Now, there is no shortage of sources through which to find out. Countless biographies of Barnum have been written and at least one autobiography which he published in 1855. There's even a museum dedicated to his life and works. These reveal, not unexpectedly, that the film is roughly 50/50 based in truth and artistic licence. Jenny Lind, for example, really was known as the "Swedish Nightingale" and toured America with Barnum but there is no evidence of her falling for him and ending the tour as a result. Similarly, business partner Philip Carlyle and trapeze artist Anne Wheeler are pure invention but the other members of Barnum's troupe are all based on real people. There is a great blogpost on the History vs Hollywood site which sets out these parallels and inconsistencies brilliantly.
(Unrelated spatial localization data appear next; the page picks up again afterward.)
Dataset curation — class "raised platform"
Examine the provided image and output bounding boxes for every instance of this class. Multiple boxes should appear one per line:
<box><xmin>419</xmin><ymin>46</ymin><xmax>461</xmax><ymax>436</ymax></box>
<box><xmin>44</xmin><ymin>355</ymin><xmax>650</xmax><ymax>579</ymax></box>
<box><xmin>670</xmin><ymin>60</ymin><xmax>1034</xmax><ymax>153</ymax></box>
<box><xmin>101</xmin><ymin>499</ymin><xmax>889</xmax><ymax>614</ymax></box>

This blog, however, is all about family history research. Most of the time when trying to find out about our ancestors, we genealogists don’t have the luxury of reading an autobiography written by the people we are researching. Instead, we have to rely on more standard records – church registers, census returns, military service sheets, newspaper reports – to reconstruct their lives. But these records are not to be disparaged. They may not always reveal the personal thoughts and individual dreams of our ancestors in the way something written by them may do. Nevertheless, together they can paint an incredibly rich picture of how they lived and what they achieved.
So what might these ordinary records tell us about the extraordinary life of P.T. Barnum? Here are a just a few snippets.
Connecticut birth registers show that Phineas Taylor Barnum was born to Philo Barnum, a tailor and shopkeeper, and his second wife, Irene Taylor in Bethel, Fairfield County, in 1810. Barnum was one of 5 siblings and also had several half-siblings from his father's first marriage. His father died in 1828 but his mother lived on for another 40 years. Barnum's application for membership of the National Society of the Sons of the American Revolution traces his ancestry to his maternal grandfather who fought in the American War of Independence. The fact that he applied for membership at all might also suggest his own patriotism and desire to be a part of the most revered parts of contemporary American society.
Extract from the 1860 US Federal Census for Fairfiled, Connecticut (NARA via ancestry.co.uk: Roll M653_74, Pg 939)
Barnum also appeared on several US census returns, each of which shows his growing family and his developing profession. This entry from the 1860 census of Connecticut shows Barnum with his wife, Charity, who appears in the film, and their youngest daughter, Pauline, who does not. Connecticut birth records show that Barnum had 5 children with Charity, three daughters who survived and a daughter and a son who died in early childhood. Charity herself died in 1873 at the age of 65 and Barnum remarried to Nancy Fish, a 24 year old from Blackpool, England, the following year.
It could be argued that all the information offered by the genealogical sources might also be found in his autobiography. This may be, but these sources shouldn't be underestimated. Where autobiographies can be coloured by the image the author wishes to present about themselves, censuses and other records are independent, primary sources, collected for statistical purposes. The information they contain was never meant to be published within the lifetime of the subject so, theoretically, they should be less biased. The conclusions we might infer from these sources, therefore, might actually be quite different from the picture Barnum chose to present of himself to the media.
Finally, even without the autobiographies, aspects of Barnum's unusual life would still be traceable in the standard range of records in which most of our ancestors appear. This includes not only names and dates but flashes of the fascinating personality behind these facts.